The European Commission published a proposal for a directive on harmonising certain aspects of insolvency law at the end of last year. Its objective is to pursue harmonising the existing national insolvency regulations. This should result in a better capital markets union, increased security for investors, reduced costs and promoting cross-border investments.

Prefer social secu­rity funds

The European Commission's proposals also focus on standardising the conditions for annulment actions. They are also aimed at being able to declare legal acts null and void if they favour a creditor. But there are exceptions to this principle.

German Social Insurance (DSV) also claims such an exception for its sponsoring organisations for statutory health, pension and accident insurance in Germany: Their legal acts to satisfy or secure social security contributions should be exempt from being contested and should not be possible to declare them null and void. This is why DSV has submitted a proposed amendment.

Social secu­rity funds are forced cred­i­tors

The arguments for this are obvious. The claims from the social security institutions should not be equated with claims under private law during insolvency proceedings. Social insurance agencies cannot choose their contractual partners because of their statutory insurance and contractual obligations. They are forced creditors. Social security contributions are also part of wage and salary payments. It is contradictory that they are not to be given preferential treatment – unlike wage and salary claims.

Company restruc­turing from contri­bu­tion funds

The current legal practice in Germany results in the social security system being deprived of funds through a bad debt in the event of insolvency or a claim against contributions that have already been paid. Funds whose use is stipulated by law to protect the insured and stabilise the systems. Money that is now deemed to be part of the insolvency estate will flow into the settlement fund for creditors under private law or into the restructuring of the insolvency debtor. This is handled differently in other member states, e.g. France.

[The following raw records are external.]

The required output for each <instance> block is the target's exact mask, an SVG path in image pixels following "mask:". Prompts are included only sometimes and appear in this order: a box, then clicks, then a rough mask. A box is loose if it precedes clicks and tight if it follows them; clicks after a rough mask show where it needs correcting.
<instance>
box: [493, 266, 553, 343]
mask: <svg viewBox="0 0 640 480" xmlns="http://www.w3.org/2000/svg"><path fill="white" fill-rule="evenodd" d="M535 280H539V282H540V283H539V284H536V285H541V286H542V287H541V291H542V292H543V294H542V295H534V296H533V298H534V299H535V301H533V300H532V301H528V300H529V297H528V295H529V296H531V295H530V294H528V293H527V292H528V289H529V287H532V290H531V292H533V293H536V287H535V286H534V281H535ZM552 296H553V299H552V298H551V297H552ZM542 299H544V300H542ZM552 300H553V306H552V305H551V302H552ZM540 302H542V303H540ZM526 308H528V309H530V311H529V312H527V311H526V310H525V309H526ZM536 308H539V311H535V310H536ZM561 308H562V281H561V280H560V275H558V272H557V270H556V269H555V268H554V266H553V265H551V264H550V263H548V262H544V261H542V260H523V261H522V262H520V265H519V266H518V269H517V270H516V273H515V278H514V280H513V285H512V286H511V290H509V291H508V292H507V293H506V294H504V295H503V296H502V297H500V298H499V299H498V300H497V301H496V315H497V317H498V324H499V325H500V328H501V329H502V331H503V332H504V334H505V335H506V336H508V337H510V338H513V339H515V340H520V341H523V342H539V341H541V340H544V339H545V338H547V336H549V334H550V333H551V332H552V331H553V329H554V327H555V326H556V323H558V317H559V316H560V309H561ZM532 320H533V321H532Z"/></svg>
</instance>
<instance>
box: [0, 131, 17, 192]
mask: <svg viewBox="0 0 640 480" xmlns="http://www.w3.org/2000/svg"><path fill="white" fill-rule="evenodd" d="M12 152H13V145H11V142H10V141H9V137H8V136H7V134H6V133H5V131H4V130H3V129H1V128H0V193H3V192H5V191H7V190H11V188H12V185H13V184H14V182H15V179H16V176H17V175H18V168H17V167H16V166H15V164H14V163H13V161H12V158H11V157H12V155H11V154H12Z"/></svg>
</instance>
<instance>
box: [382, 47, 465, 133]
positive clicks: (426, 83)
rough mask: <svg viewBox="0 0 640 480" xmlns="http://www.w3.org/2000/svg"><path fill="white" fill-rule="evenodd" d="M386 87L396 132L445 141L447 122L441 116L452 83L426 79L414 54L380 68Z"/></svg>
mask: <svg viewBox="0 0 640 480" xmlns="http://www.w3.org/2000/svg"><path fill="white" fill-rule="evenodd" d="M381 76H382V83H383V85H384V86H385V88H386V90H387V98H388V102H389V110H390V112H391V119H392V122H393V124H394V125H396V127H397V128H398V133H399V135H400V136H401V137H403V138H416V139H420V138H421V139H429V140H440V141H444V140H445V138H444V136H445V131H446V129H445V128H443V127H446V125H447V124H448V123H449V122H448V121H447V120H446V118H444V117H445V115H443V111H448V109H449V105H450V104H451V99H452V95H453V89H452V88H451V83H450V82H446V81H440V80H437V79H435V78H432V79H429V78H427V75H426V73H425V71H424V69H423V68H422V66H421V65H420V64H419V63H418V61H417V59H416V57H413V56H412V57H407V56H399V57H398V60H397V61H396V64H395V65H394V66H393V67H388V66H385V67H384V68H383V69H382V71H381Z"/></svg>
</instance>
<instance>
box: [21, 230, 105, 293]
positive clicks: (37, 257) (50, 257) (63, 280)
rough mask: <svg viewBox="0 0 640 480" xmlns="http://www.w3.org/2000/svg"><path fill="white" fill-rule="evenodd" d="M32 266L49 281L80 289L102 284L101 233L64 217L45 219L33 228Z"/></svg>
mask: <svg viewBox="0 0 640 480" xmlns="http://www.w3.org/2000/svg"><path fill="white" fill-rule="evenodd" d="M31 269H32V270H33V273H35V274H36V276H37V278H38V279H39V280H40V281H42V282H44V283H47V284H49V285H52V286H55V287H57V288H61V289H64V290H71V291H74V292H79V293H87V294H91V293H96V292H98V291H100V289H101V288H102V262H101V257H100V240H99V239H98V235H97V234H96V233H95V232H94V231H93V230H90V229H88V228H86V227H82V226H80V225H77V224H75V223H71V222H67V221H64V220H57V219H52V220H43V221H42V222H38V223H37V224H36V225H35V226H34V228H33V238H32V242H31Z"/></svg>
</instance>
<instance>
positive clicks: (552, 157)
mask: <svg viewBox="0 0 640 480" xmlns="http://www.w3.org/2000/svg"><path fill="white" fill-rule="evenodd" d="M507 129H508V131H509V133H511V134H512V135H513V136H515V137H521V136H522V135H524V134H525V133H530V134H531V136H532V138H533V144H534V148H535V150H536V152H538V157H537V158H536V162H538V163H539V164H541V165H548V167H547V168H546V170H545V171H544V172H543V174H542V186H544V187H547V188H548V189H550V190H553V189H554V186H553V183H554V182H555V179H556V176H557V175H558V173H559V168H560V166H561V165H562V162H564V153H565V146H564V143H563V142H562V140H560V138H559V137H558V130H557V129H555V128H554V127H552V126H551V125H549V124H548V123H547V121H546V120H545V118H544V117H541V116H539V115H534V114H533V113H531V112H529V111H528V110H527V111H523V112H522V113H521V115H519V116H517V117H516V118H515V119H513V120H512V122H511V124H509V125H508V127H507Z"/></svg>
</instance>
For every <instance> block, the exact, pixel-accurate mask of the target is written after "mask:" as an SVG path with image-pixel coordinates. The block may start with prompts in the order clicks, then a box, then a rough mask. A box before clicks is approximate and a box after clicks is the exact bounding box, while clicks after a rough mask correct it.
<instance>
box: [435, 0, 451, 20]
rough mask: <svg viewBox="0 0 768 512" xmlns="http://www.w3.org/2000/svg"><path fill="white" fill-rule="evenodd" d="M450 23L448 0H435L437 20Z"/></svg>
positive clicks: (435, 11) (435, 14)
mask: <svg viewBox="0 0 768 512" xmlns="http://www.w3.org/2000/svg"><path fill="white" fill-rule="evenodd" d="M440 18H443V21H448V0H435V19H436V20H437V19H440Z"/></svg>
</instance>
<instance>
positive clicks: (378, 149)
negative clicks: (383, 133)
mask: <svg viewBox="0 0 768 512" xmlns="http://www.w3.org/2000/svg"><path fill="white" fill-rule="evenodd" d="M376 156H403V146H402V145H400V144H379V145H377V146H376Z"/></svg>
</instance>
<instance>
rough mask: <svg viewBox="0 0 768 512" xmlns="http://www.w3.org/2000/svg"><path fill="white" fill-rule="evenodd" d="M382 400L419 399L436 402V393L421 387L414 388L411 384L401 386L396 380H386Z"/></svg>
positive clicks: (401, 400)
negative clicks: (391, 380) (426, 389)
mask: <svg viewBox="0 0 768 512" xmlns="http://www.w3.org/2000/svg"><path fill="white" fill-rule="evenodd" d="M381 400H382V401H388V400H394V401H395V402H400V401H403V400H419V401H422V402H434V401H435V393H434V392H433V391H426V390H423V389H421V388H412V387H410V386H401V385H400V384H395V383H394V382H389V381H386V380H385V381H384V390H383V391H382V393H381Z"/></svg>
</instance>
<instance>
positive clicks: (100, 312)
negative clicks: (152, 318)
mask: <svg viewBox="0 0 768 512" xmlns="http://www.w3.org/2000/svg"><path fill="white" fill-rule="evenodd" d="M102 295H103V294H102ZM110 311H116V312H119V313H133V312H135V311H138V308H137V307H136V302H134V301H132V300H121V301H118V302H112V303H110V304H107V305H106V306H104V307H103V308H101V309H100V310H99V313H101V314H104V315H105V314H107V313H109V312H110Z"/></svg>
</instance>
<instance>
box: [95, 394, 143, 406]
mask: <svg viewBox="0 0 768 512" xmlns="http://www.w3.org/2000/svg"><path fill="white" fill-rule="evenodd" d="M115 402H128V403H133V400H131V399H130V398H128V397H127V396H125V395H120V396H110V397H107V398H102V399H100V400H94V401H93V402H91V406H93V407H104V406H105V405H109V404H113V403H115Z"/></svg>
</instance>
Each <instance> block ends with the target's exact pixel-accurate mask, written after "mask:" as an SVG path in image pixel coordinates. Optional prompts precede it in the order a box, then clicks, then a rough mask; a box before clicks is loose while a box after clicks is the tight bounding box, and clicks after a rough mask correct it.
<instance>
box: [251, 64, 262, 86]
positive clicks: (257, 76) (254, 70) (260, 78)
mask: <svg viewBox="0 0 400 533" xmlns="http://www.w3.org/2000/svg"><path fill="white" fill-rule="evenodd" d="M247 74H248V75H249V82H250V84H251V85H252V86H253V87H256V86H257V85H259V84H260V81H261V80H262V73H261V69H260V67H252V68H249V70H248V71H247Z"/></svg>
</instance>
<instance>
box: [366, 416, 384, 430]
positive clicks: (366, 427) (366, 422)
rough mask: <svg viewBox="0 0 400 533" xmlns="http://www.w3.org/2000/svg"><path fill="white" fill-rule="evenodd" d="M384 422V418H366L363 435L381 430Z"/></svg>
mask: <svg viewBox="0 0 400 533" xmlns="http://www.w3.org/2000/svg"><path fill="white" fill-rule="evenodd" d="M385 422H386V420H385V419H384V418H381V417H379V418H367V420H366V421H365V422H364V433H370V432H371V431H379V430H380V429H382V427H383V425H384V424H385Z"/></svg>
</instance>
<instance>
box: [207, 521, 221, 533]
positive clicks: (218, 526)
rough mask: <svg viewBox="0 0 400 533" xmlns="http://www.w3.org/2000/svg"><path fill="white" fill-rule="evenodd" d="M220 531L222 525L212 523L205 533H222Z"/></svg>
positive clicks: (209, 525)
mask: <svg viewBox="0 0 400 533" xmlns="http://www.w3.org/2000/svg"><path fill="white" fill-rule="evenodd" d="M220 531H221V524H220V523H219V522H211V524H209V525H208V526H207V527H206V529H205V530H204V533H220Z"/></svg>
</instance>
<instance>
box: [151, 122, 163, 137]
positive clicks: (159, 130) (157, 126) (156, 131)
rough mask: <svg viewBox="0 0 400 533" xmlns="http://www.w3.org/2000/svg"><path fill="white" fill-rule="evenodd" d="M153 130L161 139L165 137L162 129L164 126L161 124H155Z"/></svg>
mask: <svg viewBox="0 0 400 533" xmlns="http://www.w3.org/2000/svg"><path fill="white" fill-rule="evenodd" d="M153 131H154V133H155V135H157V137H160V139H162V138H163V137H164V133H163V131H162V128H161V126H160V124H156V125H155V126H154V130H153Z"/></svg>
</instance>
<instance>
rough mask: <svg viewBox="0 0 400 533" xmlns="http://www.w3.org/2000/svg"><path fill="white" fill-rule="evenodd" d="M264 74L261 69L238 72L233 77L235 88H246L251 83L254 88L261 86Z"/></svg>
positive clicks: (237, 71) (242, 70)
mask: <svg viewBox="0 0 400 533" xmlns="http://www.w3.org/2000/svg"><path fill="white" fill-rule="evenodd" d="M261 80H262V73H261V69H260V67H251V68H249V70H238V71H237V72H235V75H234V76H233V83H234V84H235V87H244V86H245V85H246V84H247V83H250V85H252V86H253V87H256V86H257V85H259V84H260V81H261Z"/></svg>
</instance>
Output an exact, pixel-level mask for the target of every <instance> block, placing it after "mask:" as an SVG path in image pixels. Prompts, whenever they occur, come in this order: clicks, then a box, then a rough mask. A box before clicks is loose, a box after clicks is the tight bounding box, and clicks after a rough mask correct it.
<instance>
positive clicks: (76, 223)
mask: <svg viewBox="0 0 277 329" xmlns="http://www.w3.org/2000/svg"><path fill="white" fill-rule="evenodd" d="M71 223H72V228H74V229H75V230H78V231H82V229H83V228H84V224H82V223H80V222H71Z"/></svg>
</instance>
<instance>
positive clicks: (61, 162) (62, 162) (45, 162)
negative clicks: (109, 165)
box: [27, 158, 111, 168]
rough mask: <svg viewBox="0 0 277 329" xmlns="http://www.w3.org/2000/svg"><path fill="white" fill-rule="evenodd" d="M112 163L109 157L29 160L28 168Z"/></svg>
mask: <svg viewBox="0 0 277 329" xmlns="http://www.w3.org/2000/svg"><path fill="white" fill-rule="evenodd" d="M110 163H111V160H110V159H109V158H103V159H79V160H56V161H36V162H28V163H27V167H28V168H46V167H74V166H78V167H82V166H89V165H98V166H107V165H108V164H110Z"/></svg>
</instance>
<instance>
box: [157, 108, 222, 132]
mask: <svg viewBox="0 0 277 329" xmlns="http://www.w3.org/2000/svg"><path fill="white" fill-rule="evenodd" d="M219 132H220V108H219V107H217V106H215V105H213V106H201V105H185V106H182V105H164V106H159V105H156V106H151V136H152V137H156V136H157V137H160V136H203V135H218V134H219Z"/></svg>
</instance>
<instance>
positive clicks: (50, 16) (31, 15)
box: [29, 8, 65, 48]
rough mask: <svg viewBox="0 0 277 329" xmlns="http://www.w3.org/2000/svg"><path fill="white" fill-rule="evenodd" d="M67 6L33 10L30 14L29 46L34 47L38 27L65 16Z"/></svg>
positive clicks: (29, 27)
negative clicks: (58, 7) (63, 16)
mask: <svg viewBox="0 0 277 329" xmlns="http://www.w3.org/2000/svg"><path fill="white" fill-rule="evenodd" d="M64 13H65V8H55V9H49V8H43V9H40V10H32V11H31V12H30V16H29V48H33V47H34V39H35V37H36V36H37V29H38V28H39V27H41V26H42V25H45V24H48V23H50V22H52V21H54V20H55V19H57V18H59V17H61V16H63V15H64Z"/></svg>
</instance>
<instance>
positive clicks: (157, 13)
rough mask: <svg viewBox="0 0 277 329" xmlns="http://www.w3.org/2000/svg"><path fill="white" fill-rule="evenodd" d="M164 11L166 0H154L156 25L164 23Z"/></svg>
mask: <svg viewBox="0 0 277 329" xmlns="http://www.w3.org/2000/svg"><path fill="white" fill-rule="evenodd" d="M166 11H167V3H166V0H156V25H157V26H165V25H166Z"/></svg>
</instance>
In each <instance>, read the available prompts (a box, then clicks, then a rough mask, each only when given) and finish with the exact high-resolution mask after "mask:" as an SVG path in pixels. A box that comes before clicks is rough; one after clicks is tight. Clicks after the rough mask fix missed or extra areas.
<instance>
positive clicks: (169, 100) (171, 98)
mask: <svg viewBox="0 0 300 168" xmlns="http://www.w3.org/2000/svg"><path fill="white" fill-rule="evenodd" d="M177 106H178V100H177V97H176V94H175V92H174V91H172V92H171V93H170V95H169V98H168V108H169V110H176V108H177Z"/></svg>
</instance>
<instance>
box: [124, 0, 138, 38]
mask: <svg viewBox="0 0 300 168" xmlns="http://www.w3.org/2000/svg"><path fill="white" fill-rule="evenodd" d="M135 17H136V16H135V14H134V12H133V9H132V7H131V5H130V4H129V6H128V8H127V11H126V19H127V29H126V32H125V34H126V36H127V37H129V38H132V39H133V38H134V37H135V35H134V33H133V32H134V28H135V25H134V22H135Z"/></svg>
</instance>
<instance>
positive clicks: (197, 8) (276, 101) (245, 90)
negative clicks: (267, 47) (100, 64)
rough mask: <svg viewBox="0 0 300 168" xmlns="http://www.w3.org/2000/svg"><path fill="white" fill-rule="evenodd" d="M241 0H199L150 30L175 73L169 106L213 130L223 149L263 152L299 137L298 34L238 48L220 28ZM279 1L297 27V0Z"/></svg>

Court of Justice of the EU

The European Court of Justice has its own view of things. It considers partial exemption from social charges to be an unlawful aid, depending on the effect of the measure (judgement of 17 September 2020 (case number C-212/19). The view of the German social security authorities and the view of the argumentation of the Luxembourg court is that the presumption of unlawful aiding and abetting would be close at hand if the contestability of social security contributions already paid were allowed.